Das blaue Leuchten by Andreas Laudan

Das blaue Leuchten by Andreas Laudan

Autor:Andreas Laudan [Laudan, Andreas]
Die sprache: deu
Format: azw3, epub, mobi
Tags: Thriller
ISBN: 9783644505414
Herausgeber: Rowohlt E-Book
veröffentlicht: 2014-02-20T23:00:00+00:00


«Ruhig einatmen!», sagte eine Stimme.

Erneut tauchte Kim aus dem schwarzen Wasser auf, durchbrach die Oberfläche, öffnete die Augen. Ein verspäteter Schreck sagte ihr, dass sie beinahe erstickt war, und ließ sie keuchend einatmen.

«Ruhig!», wiederholte die Stimme. «Gleich wird’s dir bessergehen.

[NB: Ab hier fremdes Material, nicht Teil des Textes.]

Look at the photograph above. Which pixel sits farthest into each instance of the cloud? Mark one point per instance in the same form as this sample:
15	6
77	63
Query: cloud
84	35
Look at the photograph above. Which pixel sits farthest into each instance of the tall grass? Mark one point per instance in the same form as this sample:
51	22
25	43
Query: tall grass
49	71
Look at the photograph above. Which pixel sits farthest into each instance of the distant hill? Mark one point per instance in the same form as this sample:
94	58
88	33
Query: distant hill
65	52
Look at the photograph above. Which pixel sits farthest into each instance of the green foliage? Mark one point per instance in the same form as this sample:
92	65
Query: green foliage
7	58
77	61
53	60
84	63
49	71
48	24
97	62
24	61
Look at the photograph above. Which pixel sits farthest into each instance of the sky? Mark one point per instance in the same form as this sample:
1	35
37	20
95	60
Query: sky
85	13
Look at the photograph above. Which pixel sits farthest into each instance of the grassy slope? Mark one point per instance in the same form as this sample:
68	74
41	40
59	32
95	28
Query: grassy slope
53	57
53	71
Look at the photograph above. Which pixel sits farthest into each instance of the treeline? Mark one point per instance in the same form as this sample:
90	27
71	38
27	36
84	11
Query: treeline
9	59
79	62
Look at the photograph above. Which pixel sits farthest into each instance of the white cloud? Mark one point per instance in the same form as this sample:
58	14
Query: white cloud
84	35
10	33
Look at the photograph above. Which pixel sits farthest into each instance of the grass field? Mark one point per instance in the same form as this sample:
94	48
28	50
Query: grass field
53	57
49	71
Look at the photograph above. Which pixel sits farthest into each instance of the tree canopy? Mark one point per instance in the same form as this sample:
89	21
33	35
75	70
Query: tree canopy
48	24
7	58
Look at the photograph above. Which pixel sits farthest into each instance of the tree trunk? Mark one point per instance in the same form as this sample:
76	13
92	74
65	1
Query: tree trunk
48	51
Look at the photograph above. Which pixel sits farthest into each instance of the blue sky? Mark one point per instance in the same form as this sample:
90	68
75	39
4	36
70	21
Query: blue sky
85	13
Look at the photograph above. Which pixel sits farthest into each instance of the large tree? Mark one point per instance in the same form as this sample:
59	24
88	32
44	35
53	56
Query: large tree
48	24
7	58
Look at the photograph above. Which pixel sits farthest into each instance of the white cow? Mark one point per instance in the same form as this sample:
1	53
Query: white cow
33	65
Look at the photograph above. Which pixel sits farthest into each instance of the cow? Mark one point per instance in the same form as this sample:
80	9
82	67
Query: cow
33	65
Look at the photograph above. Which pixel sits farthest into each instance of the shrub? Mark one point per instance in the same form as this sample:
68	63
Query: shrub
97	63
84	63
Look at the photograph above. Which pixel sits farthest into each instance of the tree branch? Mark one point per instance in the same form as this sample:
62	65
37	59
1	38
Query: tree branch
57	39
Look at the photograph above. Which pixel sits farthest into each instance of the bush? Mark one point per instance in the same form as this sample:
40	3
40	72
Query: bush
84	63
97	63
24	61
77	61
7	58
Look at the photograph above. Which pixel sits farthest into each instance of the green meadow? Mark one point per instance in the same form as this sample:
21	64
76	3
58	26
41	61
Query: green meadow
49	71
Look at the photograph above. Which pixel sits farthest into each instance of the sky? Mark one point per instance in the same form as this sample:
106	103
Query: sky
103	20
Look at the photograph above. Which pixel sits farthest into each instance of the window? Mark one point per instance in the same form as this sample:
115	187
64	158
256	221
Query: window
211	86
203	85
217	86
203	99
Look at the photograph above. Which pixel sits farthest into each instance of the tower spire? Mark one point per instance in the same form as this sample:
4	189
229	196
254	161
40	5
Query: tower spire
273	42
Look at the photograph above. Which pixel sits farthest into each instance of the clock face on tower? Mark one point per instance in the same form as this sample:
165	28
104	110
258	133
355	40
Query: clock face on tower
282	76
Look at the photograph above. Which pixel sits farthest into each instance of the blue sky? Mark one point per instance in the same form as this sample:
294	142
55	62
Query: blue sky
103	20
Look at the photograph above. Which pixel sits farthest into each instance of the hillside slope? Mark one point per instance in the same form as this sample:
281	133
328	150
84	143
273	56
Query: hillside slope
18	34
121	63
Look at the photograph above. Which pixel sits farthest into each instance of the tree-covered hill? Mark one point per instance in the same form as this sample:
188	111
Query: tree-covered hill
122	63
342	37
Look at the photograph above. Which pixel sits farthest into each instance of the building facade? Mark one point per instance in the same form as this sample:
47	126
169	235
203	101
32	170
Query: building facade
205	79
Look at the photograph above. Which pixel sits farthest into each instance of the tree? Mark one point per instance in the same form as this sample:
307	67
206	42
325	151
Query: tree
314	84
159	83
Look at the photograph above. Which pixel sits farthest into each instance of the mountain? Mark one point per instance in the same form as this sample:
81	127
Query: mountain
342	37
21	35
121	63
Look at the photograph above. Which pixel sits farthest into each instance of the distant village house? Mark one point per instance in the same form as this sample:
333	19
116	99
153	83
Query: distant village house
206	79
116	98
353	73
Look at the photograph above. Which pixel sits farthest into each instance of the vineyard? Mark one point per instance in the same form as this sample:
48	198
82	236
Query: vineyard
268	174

Du brauchst dich nicht anzustrengen.»

Es stimmte: Plötzlich hatte Kim keine Mühe mehr, ihre Lungen zu dehnen. Frische, köstliche Luft strömte über ihren Gaumen, vertrieb die Taubheit ihrer Glieder und blies die Nebel auseinander, die ihren Kopf erfüllt hatten. Erst nach einiger Zeit begriff sie, dass tatsächlich etwas ihre Lippen berührte. Doch es war kein Kuss, wie in ihrem Traum, sondern eine flexible Maske aus durchsichtigem Kunststoff.

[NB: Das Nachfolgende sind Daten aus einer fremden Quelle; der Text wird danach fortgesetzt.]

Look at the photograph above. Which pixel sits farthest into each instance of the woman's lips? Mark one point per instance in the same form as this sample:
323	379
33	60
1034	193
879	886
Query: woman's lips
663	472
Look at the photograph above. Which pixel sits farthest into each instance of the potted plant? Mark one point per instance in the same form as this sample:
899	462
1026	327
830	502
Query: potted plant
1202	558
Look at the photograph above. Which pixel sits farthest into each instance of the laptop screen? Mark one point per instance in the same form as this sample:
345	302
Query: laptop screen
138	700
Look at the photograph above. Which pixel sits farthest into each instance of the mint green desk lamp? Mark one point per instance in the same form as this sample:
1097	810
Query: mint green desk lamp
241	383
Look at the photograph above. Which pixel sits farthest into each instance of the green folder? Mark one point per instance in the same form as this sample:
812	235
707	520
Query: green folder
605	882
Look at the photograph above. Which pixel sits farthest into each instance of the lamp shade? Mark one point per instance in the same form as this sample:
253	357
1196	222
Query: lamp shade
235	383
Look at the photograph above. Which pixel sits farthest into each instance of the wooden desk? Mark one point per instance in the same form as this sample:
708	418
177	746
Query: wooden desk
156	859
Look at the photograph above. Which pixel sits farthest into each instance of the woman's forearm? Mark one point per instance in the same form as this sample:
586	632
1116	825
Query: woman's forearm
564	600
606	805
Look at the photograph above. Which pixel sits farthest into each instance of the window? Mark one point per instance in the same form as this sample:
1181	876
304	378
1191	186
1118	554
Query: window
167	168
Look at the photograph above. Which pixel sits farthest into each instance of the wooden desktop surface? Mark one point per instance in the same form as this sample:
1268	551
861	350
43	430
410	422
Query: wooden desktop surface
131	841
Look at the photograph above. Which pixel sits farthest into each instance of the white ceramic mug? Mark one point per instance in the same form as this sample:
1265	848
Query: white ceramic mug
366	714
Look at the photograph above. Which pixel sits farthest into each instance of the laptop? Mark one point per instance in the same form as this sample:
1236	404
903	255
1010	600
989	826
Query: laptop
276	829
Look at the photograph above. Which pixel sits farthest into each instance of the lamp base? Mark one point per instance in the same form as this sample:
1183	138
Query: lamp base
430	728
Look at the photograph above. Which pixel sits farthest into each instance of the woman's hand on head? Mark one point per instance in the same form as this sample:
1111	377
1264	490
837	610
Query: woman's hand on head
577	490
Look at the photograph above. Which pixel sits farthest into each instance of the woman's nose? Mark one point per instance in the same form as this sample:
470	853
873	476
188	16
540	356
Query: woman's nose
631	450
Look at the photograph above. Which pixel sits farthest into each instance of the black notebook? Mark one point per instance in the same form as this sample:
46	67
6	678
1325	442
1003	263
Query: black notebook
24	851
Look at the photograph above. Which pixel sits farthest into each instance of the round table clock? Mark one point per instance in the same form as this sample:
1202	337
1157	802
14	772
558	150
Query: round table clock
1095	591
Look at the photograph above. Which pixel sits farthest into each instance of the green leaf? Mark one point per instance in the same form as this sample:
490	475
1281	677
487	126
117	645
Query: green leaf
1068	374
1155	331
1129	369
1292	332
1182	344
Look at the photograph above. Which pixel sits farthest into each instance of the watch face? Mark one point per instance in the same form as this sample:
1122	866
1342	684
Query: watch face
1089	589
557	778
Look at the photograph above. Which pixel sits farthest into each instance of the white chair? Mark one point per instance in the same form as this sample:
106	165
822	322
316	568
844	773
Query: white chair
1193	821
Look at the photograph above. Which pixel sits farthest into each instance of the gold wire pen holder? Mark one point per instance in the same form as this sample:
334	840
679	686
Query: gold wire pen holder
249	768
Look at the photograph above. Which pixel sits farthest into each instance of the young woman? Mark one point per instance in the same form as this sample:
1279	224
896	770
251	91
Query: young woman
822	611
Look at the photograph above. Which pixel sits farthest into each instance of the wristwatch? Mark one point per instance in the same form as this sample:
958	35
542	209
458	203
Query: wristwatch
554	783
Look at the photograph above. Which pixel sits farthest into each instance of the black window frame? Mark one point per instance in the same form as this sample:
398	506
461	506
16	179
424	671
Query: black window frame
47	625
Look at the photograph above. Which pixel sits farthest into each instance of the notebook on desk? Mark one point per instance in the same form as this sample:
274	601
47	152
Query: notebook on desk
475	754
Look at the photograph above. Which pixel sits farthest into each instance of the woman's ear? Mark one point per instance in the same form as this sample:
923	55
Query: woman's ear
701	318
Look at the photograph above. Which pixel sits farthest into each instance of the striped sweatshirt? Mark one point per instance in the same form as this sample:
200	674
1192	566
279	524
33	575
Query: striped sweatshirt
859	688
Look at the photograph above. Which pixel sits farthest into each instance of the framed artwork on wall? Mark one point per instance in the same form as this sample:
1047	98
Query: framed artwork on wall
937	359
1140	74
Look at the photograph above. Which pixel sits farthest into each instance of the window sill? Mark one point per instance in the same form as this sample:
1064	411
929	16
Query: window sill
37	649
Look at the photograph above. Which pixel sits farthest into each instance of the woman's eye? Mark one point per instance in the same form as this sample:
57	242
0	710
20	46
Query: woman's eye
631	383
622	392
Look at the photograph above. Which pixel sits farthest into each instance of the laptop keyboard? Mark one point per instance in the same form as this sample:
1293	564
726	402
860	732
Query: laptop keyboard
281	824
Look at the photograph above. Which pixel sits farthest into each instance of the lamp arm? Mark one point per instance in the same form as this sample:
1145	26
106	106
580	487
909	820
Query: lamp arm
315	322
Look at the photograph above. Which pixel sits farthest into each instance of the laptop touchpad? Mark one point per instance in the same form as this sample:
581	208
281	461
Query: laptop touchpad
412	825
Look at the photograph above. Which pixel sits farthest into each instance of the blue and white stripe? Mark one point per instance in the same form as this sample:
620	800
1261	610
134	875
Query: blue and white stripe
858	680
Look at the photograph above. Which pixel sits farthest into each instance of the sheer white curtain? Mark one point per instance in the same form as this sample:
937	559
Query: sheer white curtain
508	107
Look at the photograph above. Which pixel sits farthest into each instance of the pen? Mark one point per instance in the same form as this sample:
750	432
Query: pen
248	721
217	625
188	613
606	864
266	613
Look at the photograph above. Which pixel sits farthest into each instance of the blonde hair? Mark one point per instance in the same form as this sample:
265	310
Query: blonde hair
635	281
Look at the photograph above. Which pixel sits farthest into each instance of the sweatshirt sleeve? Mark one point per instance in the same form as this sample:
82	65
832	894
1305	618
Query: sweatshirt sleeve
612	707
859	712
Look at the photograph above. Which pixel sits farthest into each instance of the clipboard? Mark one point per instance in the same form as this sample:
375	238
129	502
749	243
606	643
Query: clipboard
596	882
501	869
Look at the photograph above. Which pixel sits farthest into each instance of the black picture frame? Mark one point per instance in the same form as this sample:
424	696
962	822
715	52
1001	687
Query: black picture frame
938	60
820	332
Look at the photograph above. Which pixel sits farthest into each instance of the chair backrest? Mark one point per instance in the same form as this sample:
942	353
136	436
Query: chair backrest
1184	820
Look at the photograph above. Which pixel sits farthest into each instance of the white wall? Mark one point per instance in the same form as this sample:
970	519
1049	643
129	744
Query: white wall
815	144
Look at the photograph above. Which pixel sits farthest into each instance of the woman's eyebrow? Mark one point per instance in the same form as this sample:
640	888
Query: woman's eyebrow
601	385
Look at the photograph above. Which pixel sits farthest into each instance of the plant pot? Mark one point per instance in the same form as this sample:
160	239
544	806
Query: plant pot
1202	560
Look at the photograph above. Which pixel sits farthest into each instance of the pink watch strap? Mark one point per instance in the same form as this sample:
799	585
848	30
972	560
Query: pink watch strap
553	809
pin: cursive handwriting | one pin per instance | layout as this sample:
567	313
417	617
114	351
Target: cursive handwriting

Leon war bei ihr. Er kniete an ihrer Seite, hielt mit einer Hand ihren Hinterkopf und drückte ihr mit der anderen die Maske aufs Gesicht.

«Besser?»

Kim nickte schwach. Allmählich erkannte sie wieder, wo sie war. Noch immer kauerte sie auf der Isomatte in jenem kalten, düsteren Raum, wo der verschüttete Gang mündete. Ihre eigene Lampe und auch die von Philipp waren inzwischen erloschen. Nur Leons LED-Strahler warf noch immer sein grelles Schlaglicht über die Wände.

Kim hob eine Hand und stellte fest, dass ihre Finger noch immer verkrampft waren. Der Handrücken kribbelte heftig.

«Meine Hände …» Ihre Stimme blieb unter der Maske fast unhörbar. Leon schien sie dennoch verstanden zu haben, denn er nickte.

«Hyperventilation. Wir atmen alle zu schnell; das kann zu Krämpfen in Händen und Füßen führen. Keine Angst, es ist harmlos – und bald vorbei.»

Beruhigt schloss Kim die Augen. Eine Zeitlang gab sie sich einfach dem herrlichen Gefühl hin, wieder frische Luft zu atmen. Ihre Muskeln entspannten sich, und das bleierne Gefühl der Betäubung machte einer angenehmen Erschöpfung Platz. Alles fühlte sich gut an: die Luft in ihren Lungen, Leons warme Hand in ihrem Nacken, seine ruhige, tröstende Stimme. Kim blickte zu ihm auf.

Was für ein schöner Mann, dachte sie plötzlich, auch wenn diese Feststellung nicht im mindesten zur Situation passte.

«Ich muss mich jetzt um deinen Freund kümmern. Hältst du es eine Minute ohne die Maske aus?»

Kim nickte ergeben. Zu ihrer Erleichterung stellte sich keine Atemnot mehr ein, als er die Maske von ihrem Gesicht nahm. Offenbar hatte ihr Körper sich einigermaßen erholt. Sie spürte lediglich, dass sie wieder ihre Muskeln anstrengen musste, um die Lungen zu dehnen.

Leon nahm selbst zwei Atemzüge aus dem Sauerstoffgerät, dann kniete er sich neben Philipp und drückte ihm die Maske aufs Gesicht.

Philipp … Kim hatte irgendwann kaum noch wahrgenommen, dass sie sich an seine Seite lehnte. Schuldbewusst wandte sie sich zu ihm um. Seine Augen waren offen. Er hatte Schweiß auf der Stirn, und seine Wangen schimmerten bläulich, doch er wirkte hellwach. Während er gierig die Luft aus der Maske einsaugte, fanden sich ihre Blicke.

Das fiebrige, beinahe fanatische Glühen in Philipps Augen war keineswegs erloschen, allenfalls geschwächt. Kim begriff, dass der Luftmangel ihm zwar genauso zu schaffen machte wie ihr, aber nicht im mindesten seinen Willen gebrochen hatte. Er beobachtete sie genau, fast kritisch, als versuchte er einzuschätzen, ob er sich noch auf sie verlassen konnte. Dieser kühle, taxierende Blick war unangenehm, und Kim senkte betreten die Augen.